A precarious life
On a Peruvian mountainside, local people face down danger with knowledge, solidarity, and grit.
Ever since I got back from Peru this spring, my thoughts have been returning to San Juan de Miraflores.
San Juan is a district of Lima. As the crow flies, it’s just a few kilometers from the city center. San Juan’s lower reaches look like normal city streets in a down-at-heels neighborhood, but on the bare, windswept mountains above the city are thousands upon thousands of makeshift houses, each perched on a small, homemade terrace. You would think these homes looked precarious even if you didn’t know that Peru is is jolted by earthquakes many times every year.
I was there with a small group of Oxfam staffers and partners to see the results of our work to help local leaders reduce the risks that earthquakes and diseases like dengue pose to these informal communities. Our truck went as far up as it could go, and we went on by foot, making our way up a slope so steep it was sometimes hard to keep our footing.
We stopped at the home of Anali Yupanqui.
Yupanqui is a single mother of two young children; at the time of our visit, she was about to give birth to her third. She lives with her daughters in a tiny shack with a dirt floor and a corrugated metal roof. Half the walls are made of plastic—the carved-up remains of a sign promoting a political candidate she has no particular interest in. She makes enough money to feed her family doing odd jobs like cleaning houses and selling homemade chocolate candies, but—like her neighbors—she can’t afford to pay rent, so she has settled in an area considered uninhabitable. The city doesn’t invest in informal settlements like these, so she has no running water, sewage, or safe source of electricity, and every time she needs to run an errand, she has to hike up or down a mountain.
A parent’s nightmare.
Yupanqui’s husband recently died of dengue, a disease carried by mosquitoes that thrive in settings like this one, where water—instead of flowing out of taps as needed—sits in containers and provides them with perfect breeding grounds.
Lack of running water, said Rosario Quispe of Oxfam partner PREDES, makes living here a daily emergency.
But in the midst of the unimaginable pressures of her daily life, Yupanqui has stepped into leadership in her community. She is the head of her settlement’s governing board, and she is getting things done—facilitating everything from community building projects to trainings in how to put out fires, build retaining walls, and prevent dengue.
Sometimes board members have used their authority to dupe newcomers into paying them rent. But, said Yupanqui, “This board opposes land trafficking. There are people who are upset about that.” So upset that they have threatened her life. “Now, at night we wear whistles when we go outside. If someone blows a whistle, everyone comes out of their houses to help. There is a lot of solidarity here.”
“PREDES has helped us learn how to prevent mosquitoes from breeding,” she said. “Now, we try to seal our water containers.” Here in San Juan de Miraflores, she adds, PREDES is a group people trust.
PREDES also works to help the mountainside communities manage evacuations, first aid, and search and rescue in the event of earthquakes. They work closely with City Hall and people there like Hector Falla, a government risk-management trainer we met who visits the informal settlements often to see what can be done. Falla wants to see city services extended to the mountainside communities, but until that happens, he’s making sure everyone is ready for the worst. He leads trainings on topics like how to fight a fire when you have no water, and emergency simulations to be sure everyone has practice in exiting the scene of a disaster. “Some of our communities are hard to reach,” he said. “They are located on mountainsides and there is no access by road. We work to prepare them so they can face the emergencies themselves.”

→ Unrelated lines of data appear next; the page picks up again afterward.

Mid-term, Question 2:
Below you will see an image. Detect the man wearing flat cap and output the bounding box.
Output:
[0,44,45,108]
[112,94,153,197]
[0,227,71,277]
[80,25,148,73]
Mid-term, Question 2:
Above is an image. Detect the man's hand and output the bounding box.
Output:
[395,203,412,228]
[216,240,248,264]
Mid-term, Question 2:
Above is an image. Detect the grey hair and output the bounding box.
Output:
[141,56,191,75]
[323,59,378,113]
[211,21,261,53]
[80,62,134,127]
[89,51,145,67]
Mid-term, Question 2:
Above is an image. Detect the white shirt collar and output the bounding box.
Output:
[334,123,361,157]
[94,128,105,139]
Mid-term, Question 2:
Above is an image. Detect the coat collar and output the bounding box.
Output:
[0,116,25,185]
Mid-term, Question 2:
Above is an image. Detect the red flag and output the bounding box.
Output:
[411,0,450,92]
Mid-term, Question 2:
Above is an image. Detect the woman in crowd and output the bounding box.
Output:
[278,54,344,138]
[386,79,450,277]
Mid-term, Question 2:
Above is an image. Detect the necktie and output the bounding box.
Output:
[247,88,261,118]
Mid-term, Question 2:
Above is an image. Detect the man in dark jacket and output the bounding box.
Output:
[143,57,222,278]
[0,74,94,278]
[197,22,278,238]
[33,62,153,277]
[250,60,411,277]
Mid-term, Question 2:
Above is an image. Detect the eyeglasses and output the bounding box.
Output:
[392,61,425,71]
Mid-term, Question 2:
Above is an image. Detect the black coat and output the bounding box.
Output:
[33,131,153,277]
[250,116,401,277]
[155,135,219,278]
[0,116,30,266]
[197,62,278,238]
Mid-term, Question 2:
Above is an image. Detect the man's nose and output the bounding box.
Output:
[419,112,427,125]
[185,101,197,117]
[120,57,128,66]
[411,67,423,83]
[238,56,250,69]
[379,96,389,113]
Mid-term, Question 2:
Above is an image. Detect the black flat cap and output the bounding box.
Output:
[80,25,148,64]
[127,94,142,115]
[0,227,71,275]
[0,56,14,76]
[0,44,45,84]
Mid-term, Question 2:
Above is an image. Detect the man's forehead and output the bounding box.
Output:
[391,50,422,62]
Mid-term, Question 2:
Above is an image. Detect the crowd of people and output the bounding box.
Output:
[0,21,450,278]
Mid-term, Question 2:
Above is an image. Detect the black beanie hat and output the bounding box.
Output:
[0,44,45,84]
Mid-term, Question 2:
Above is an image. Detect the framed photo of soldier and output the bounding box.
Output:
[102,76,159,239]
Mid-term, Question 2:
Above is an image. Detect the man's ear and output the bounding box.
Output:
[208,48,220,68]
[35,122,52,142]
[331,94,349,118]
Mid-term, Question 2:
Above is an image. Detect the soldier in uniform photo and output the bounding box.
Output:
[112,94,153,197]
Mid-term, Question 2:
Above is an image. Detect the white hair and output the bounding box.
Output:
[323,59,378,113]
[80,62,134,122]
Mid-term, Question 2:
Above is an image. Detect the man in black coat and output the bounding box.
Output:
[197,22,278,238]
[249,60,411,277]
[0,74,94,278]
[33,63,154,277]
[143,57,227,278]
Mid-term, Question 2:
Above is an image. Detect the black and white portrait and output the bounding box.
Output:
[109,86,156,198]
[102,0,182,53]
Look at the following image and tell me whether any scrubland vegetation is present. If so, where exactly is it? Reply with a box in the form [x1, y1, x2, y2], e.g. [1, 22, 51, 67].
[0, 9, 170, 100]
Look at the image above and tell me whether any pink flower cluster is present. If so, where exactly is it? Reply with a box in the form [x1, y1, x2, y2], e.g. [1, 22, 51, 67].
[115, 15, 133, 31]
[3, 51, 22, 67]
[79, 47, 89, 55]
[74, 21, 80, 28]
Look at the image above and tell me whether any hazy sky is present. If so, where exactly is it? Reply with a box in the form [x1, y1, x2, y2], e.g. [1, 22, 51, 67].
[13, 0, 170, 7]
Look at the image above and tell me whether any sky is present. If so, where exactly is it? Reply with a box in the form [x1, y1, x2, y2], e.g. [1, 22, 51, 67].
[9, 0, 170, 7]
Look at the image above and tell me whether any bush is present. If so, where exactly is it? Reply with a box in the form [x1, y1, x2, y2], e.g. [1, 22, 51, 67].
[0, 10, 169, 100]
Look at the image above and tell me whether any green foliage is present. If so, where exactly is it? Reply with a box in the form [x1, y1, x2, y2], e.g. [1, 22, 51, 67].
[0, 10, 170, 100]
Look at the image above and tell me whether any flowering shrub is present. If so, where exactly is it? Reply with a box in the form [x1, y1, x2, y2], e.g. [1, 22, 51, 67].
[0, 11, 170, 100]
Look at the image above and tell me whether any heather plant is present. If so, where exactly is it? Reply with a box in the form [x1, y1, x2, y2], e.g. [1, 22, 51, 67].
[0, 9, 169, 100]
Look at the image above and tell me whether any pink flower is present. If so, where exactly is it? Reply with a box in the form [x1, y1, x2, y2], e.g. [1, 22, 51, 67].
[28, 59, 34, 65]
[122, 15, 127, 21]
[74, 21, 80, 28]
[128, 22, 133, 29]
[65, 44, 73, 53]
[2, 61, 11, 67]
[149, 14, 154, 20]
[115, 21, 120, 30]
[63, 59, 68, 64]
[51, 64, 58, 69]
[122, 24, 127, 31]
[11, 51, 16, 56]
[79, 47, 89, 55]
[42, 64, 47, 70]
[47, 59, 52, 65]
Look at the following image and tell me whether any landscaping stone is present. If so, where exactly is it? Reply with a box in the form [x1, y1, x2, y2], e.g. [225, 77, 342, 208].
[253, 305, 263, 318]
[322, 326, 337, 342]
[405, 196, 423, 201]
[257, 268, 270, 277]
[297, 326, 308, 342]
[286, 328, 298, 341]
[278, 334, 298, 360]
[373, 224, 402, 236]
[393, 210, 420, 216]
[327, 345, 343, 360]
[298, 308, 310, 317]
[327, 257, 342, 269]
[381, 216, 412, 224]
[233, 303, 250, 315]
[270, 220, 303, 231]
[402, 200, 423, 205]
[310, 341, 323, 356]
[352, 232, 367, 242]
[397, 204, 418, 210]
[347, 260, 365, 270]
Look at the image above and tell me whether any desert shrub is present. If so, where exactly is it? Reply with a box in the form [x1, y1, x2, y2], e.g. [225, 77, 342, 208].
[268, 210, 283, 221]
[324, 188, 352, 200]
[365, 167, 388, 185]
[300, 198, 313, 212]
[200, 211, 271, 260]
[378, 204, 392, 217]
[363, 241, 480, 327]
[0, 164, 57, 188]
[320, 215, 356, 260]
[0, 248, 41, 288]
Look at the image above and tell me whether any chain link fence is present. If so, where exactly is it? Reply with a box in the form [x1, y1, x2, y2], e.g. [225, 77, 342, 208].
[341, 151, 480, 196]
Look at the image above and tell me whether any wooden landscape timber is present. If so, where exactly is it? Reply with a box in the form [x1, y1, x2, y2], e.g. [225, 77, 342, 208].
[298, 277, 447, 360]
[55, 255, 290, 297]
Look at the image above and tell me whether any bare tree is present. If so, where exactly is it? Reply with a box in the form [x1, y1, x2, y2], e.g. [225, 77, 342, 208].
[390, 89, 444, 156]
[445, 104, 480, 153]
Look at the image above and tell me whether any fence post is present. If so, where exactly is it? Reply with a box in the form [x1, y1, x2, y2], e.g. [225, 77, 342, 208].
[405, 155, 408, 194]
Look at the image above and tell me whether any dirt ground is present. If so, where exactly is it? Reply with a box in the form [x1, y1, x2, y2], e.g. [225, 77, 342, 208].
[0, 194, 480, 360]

“Community members,” he said, “are the first responders.”
From Yupanqui to Quispe to Falla and beyond, local and national humanitarian leaders around the world are doing their best to manage disasters, but, says Frank Boeren, Oxfam’s country director in Peru, they could use a hand from the international community.
“We all need to invest in local leaders,” said Boeren. “These are the people who really save lives at times of emergency.”
Yupanqui and I climbed farther up the hill and looked out across the valley, and she suddenly smiled. “Things will get better,” she said. “I’m going to work twice as hard to help my children have better lives.”
What do you say in the face of so much hardship and so much courage?